Era reattivo nei confronti di certe dinamiche, anche rispetto allo stesso “Cenacolo”: temeva di perdere tempo, era impaziente, poi ha capito come affrontare sangue e poesia.
Sangue e poesia sono perfetti pure per Gianna Nannini. Lei, Fabi, è nella serie dedicata alla musicista…
(Sospiro) L’ho vista, una stupidata, e sono stupito da Gianna: mi è sembrato di vedere una serie tratta da una rivista come Grand Hotel.
Perché?
Per chi come me ha amato Gianna nella sua versione naturale, quella roba non c’entra nulla.
Com’era in versione “nature”?
Naïf, volgarona, senza tempo musicale, stonata però alla ricerca disperata di come posizionare la sua voce; e poi lottava contro la famiglia, molto borghese, che non voleva perdesse tempo; ebbi a che fare con il padre e per mesi ho cercato di convincerlo a lasciarle spazio per trovare la giusta strada.
E…?
Anche con Gianna servirono gli insegnamenti statunitensi; mi sembrava che avesse carattere, cuore, pancia, niente filtri, ed erotismo, anche se da subito ci tenne a chiarire un aspetto: “Sono attratta dalle donne”. E questo aspetto per alcuni era negativo.
L’erotismo è centrale…
Fa parte della vita, sono pochi gli artisti non erotici.
Uno?
(Ci pensa a lungo) Simone Cristicchi, mentre Ornella Vanoni lo è pure a novant’anni.
Vede i talent?
Da qualche anno no; alla fine chi esce da lì entra nel mondo mainstream.

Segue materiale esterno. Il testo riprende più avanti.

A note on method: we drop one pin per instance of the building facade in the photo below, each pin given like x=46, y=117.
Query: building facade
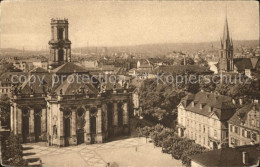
x=203, y=117
x=244, y=126
x=67, y=105
x=226, y=55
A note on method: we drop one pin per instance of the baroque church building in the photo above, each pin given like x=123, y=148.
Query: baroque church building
x=226, y=56
x=62, y=112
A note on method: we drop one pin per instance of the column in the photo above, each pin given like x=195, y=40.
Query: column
x=52, y=32
x=87, y=127
x=69, y=60
x=31, y=125
x=60, y=128
x=12, y=118
x=67, y=35
x=125, y=114
x=115, y=121
x=19, y=121
x=99, y=125
x=44, y=124
x=104, y=108
x=64, y=33
x=66, y=58
x=56, y=54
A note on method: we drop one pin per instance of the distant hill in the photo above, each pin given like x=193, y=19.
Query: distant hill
x=147, y=49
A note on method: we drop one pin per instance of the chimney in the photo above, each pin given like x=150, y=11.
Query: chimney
x=240, y=101
x=245, y=158
x=233, y=101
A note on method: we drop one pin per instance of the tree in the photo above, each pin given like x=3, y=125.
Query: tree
x=201, y=61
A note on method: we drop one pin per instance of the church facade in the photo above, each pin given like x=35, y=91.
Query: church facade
x=226, y=55
x=61, y=112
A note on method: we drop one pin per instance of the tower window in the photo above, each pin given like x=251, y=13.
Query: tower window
x=60, y=33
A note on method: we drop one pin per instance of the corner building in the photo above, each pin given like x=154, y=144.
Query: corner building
x=203, y=117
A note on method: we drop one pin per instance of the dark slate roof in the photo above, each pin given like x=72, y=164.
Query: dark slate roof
x=228, y=156
x=220, y=105
x=243, y=63
x=241, y=114
x=69, y=68
x=7, y=76
x=254, y=61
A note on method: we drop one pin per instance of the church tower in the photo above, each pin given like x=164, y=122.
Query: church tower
x=60, y=45
x=226, y=51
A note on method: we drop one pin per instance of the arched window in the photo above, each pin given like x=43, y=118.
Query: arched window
x=60, y=33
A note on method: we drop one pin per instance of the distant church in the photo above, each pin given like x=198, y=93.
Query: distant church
x=226, y=56
x=227, y=62
x=68, y=113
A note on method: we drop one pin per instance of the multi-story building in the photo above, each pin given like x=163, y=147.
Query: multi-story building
x=244, y=125
x=240, y=156
x=77, y=109
x=203, y=117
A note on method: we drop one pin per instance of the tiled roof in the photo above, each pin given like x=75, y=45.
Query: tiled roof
x=228, y=156
x=254, y=61
x=241, y=114
x=38, y=70
x=221, y=105
x=38, y=85
x=69, y=68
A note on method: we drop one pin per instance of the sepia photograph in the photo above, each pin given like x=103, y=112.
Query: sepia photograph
x=149, y=83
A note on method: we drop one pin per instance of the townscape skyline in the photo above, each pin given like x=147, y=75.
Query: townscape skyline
x=99, y=24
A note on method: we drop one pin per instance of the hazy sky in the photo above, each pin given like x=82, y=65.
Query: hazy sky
x=27, y=23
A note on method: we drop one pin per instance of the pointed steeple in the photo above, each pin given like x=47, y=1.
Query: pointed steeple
x=226, y=36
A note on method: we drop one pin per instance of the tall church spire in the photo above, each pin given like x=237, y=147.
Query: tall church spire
x=226, y=51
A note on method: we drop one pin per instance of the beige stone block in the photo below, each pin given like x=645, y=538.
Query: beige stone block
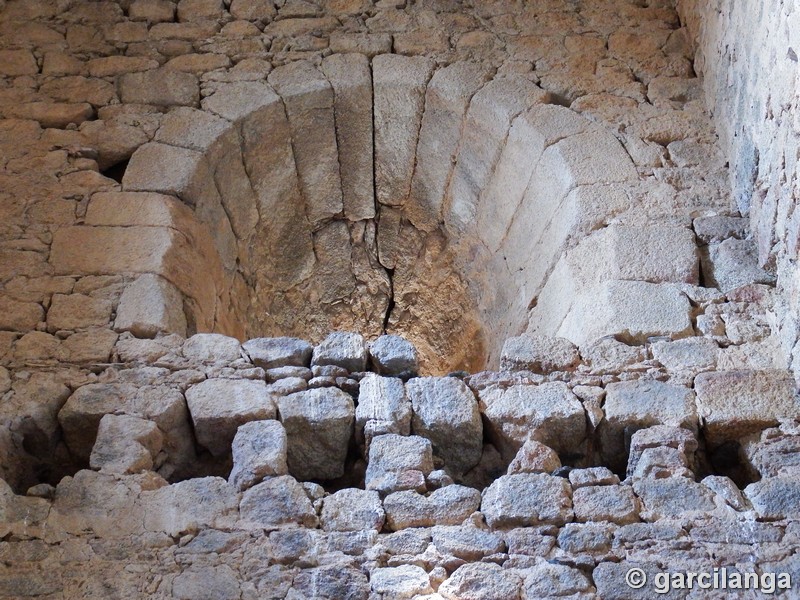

Quando ha capito le qualità di suo figlio?
A sedici anni; un pomeriggio, a Roma, in un teatro vicino alla Rai, organizzavano i saggi dei liceali; quel pomeriggio Niccolò sale sul palco e si esibisce con una cover di James Taylor. Lo ascolto. Resto in silenzio. Mi commuovo. Poi mi rivolgo a sua madre: “Secondo me diventerà un grande”. E la madre: “Oddio, spero di no!”.
Il primo consiglio dato a suo figlio?
A diciott’anni credeva di non iscriversi all’università, quindi lo presi con me per un intero weekend e gli spiegai che lo studio sarebbe stato fondamentale per la scrittura dei suoi testi; poi anche gli amici diedero un contributo fondamentale tanto da iscriversi a Lettere.

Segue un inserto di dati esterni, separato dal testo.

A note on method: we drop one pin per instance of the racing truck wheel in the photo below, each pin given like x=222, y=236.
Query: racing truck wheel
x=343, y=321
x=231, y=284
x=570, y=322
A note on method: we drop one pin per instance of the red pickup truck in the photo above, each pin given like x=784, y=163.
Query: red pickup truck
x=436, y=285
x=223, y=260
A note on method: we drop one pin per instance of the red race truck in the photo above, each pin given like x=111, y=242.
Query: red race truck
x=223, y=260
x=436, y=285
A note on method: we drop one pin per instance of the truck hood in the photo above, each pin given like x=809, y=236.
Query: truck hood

A 84 anni può ritenersi soddisfatto dalla sua carriera.
Se rinascessi preferirei restare pianista e direttore d’orchestra: sono sempre legato a quella realtà, al fraseggio largo, alla musica per esteso; (pausa) per me la transizione degli anni Settanta è stata una trappola, sono stato distratto da quel movimento giovanile internazionale.
Si occupava direttamente di politica?
No, solo come partecipazione dell’artista a quel movimento culturale, ma ho sempre evitato le derive radicali come Lotta Continua.
Lei chi è?
(Ride, poi sospira) Uno che ama la musica come espressione dei sentimenti; sono un soldato che continua a impegnarsi per quel che può.